Shall we expect some transatlantic military giant to step the ocean and crush us at a blow? Never! All the armies of Europe, Asia, and Africa combined, with all the treasure of the earth (our own excepted) in their military chest, with a Bonaparte for a commander, could not by force take a drink from the Ohio or make a track on the Blue Ridge in a trial of a thousand years. At what point then is the approach of danger to be expected? I answer. If it ever reach us it must spring up amongst us; it cannot come from abroad. If destruction be our lot we must ourselves be its author and finisher. As a nation of freemen we must live through all time or die by suicide.
–Abraham Lincoln
The broad and unsentimental sweep of history gives ample evidence that nations great and small arise, thrive to some degree and for a time, and then decline and come apart.
History offers no exceptions.
Twenty-five centuries ago, a small but unusually vigorous and energetic city-state calling itself “Roma” in the Latium region of the Italian peninsula began to feel its oats, and over the next six centuries conquered everything in antiquity that mattered. Rome’s home region of Latium gave its name to the language spoken by Romans – “Latin” – which became first the standard language of the Italian peninsula, and eventually the ordinary language of education, business and government throughout the entire western world. The Mediterranean was a Roman lake; Roman troops garrisoned fortresses and outposts from northern Britannia (modern day England) to modern-day Iran, from the Rhine in the north to the Arabian peninsula in the south; and any army foolish enough to face Roman forces in a pitched battle was usually annihilated.
An important foundation of Rome’s power was that a majority of the population had an abiding belief that Roman civilization was worth saving, and acted accordingly.
And yet, the western half of the Roman Empire fell apart in the second half of the fifth century, and the population of the city of Rome itself declined from perhaps a million residents in the late fourth century to around 100,000 by the end of the fifth. Much has been written about the dissolution of Roman civilization, with no consensus among historians even now, 1,500 years later, on the reasons for its precipitous collapse. I would argue that a significant factor was a lack of that previously mentioned belief — that Roman civilization was ‘worth saving.’
In the days of the Roman Republic, Romans had a perception that Rome was governed for the benefit of all citizens. Over the centuries, as Roman elites retreated into gated compounds and lost touch with the concerns of the plebeian masses, the belief in the primacy of Roman civilization gradually eroded.

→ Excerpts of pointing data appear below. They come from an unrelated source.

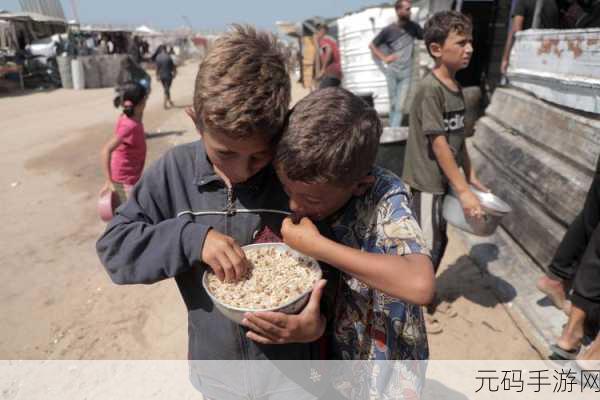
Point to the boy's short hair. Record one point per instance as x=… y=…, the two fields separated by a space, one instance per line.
x=438 y=27
x=243 y=85
x=332 y=136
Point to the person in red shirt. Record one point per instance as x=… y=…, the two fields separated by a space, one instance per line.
x=124 y=155
x=328 y=68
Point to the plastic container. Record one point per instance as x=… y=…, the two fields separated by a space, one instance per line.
x=294 y=306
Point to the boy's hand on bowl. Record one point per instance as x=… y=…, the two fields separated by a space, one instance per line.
x=224 y=256
x=108 y=186
x=269 y=327
x=476 y=183
x=300 y=236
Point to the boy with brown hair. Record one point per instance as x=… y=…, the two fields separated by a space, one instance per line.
x=195 y=207
x=436 y=148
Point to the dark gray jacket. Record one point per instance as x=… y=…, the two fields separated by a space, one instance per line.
x=159 y=233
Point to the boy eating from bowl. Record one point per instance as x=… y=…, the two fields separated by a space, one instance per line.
x=193 y=209
x=325 y=161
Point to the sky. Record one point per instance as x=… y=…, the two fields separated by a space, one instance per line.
x=204 y=15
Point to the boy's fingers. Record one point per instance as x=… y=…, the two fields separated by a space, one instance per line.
x=227 y=267
x=259 y=339
x=239 y=267
x=238 y=250
x=275 y=318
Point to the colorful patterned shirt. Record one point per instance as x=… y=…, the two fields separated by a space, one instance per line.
x=370 y=325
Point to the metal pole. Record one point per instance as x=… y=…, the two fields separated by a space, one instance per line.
x=536 y=15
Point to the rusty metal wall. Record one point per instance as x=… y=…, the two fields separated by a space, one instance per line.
x=562 y=67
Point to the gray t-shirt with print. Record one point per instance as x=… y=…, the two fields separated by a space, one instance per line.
x=436 y=110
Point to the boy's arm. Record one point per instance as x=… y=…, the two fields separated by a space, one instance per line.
x=517 y=26
x=374 y=47
x=434 y=128
x=447 y=162
x=406 y=277
x=279 y=328
x=143 y=243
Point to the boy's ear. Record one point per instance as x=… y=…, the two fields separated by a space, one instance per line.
x=363 y=185
x=435 y=49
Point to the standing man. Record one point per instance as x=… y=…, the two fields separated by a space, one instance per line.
x=522 y=18
x=394 y=46
x=165 y=72
x=328 y=68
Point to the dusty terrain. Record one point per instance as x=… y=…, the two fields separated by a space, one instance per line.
x=56 y=301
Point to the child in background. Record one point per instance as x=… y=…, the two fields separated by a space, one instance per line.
x=124 y=155
x=436 y=148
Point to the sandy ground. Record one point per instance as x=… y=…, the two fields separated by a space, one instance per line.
x=56 y=301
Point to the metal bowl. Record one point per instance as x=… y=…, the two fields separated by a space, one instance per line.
x=494 y=209
x=293 y=306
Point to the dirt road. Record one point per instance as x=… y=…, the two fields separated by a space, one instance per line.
x=56 y=301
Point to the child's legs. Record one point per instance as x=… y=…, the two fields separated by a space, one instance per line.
x=440 y=232
x=121 y=192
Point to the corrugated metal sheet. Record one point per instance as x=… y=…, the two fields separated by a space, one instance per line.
x=562 y=67
x=362 y=72
x=51 y=8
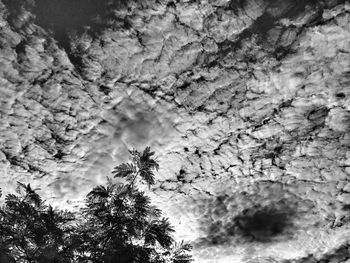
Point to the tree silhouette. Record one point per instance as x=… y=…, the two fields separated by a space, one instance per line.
x=117 y=224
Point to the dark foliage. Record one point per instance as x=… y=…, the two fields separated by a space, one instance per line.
x=117 y=224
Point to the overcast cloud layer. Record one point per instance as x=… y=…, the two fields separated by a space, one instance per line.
x=246 y=103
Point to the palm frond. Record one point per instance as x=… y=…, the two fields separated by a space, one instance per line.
x=99 y=191
x=123 y=170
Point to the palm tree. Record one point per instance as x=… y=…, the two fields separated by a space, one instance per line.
x=126 y=227
x=118 y=224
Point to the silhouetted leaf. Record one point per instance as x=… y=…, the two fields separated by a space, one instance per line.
x=124 y=170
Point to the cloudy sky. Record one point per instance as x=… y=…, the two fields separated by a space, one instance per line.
x=245 y=102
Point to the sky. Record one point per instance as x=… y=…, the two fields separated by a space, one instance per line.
x=246 y=104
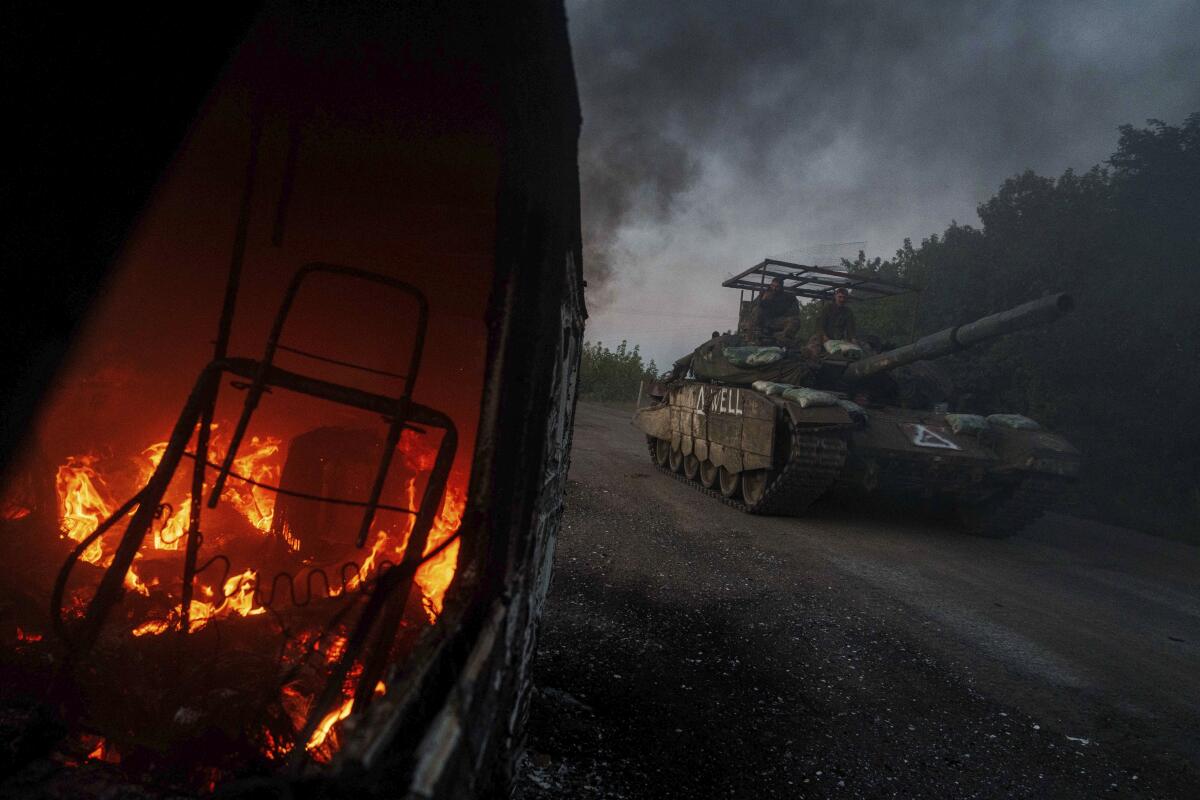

By the time of the final collapse of the Western Empire in 476, the majority of its citizens, assailed by unending waves of barbarians and trapped in crushing poverty, could not be bothered to put up much of a fight.
So after almost a thousand years, the western half of the Roman Empire fell apart, and the city of Rome itself was substantially depopulated in the wake of the devastating Gothic War in the mid-sixth century.
The description of Rome as the Eternal City has more to do with sentimental affection than historical description. According to the Wikipedia article on the city, after the fall of the Western Roman Empire, the city was “reduc(ed) …to groups of inhabited buildings interspersed among large areas of ruins, vegetation, vineyards and market gardens.”
Rome did not surpass its ancient population until the early 20th century.
I have walked the streets of modern-day Rome, and visited the impressive ruins of that long-dead ancient civilization.
As I walked amid the crumbled grandeur and toppled columns of the ancient forum, I felt an emotion very much like my middle-aged reckoning with death – seeing the ruins of that once-thriving place, I realized that America will, at some point, cease to be what it was.
I imagined schoolchildren centuries from now, walking among grand and weedy ruins of our nation’s capital, their teacher translating the inscriptions into whatever language is then current.
I wondered what the judgment of their historians will be – did the America of their future history leave a legacy of generosity and civic virtue, or did it offer instead a cautionary tale of the tragic dangers of hubris and selfish hedonism? Did it validate the principles of democratic self-government, or did it undermine and betray them?
We Americans of the current moment have no idea how that will turn out, but it is also true that we are, by our actions and choices, writing a piece of that history in our present.